Roberts crowned karaoke queen

By: By William R. Toler - Editor

ROCKINGHAM — Before the final round even began, judges for the Robin’s Idol karaoke competition had individually already decided the winner: Ally Roberts.

One of the judges, Stephen Wyand, relied completely on his hearing to make the call — because he’s blind.

“They all sounded great,” he said, but picked the 19-year-old Roberts partly because of her song selection and “the control of her voice.”

“Overall, her performances were very consistent,” he said.

The teen said she was a little excited during the drum roll, but when they rolled out a Jagermeister cooler as the prize, she was assuming she wouldn’t win.

“A lot of people were coming up to me and saying I was going to win, but I don’t really think like that,” she said. “I’m really critical of myself, but it’s a good thing.”

But when they called her name, she was surprised.

Ally Roberts said she has been singing “as long as I can remember,” including early years at her grandmother’s church and with friends. “I just do it constantly.

She sings in the praise band at summit church, has performed at city events (including 2017’s SpringFest) and even auditioned for NBC’s “The Voice,” but didn’t get a call back.

“It was more of a learning experience,” she said.

Ally Roberts had planned to try again this year, but a snowstorm in Indiana kept her down south.

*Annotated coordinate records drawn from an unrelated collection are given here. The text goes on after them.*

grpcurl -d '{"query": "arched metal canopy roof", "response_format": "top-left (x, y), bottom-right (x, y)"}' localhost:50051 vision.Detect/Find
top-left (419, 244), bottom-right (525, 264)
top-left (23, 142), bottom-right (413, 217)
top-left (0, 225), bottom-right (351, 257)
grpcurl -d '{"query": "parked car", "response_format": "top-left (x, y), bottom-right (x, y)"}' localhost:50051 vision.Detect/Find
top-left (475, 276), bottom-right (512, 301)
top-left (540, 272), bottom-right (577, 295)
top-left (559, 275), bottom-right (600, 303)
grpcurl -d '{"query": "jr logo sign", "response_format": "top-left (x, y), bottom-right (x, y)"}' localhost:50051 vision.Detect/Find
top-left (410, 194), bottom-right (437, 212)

She’s also considering auditioning for “American Idol” next month in Charlotte — if she can work around classes at N.C. State University, where she will major in animal science.

Although she was the winner, judge Matt Harrelson said the decision was a tough one, picking between her, Neil Parrisher, Beth Baldwin, G.W. Crenshaw and Hunter Gainey.

Emcee Franklin Branch said he saw a YouTube video of Gainey, from Chesterfield, South Carolina, singing and said, “Dude, you’ve got to come do this, you’ve got to come on up.”

Gainey and Ally Roberts both one the final week of qualifying. Parrisher, Baldwin and Crenshaw won the previous weeks, respectively.

Although he wasn’t a finalist, Bill Thompson was a favorite for his renditions of Elvis songs. On Wednesday, he even wore a white jumpsuit like king did in his later years.

“It’s been a fun time,” Branch said.

The contest, held in June at Hudson Brothers Deli, was organized by Robin Roberts, with Branch setting the format and Bobby Deaver setting up the tunes. There was no cover charge or entry fee for singing or just listening.

“It really brought the community together, brought the people out,” Robin Roberts said.

During the qualifying weeks, contestants were brought up front for a group song. There was even a “kamikaze karaoke” where the singers had no clue what they would have to perform.

As the winner, Ally Roberts received a cash prize and a Jagermeister cooler. All other finalists were given a prize and Thompson was even gifted with a consolation prize.

Another contest is planned for August.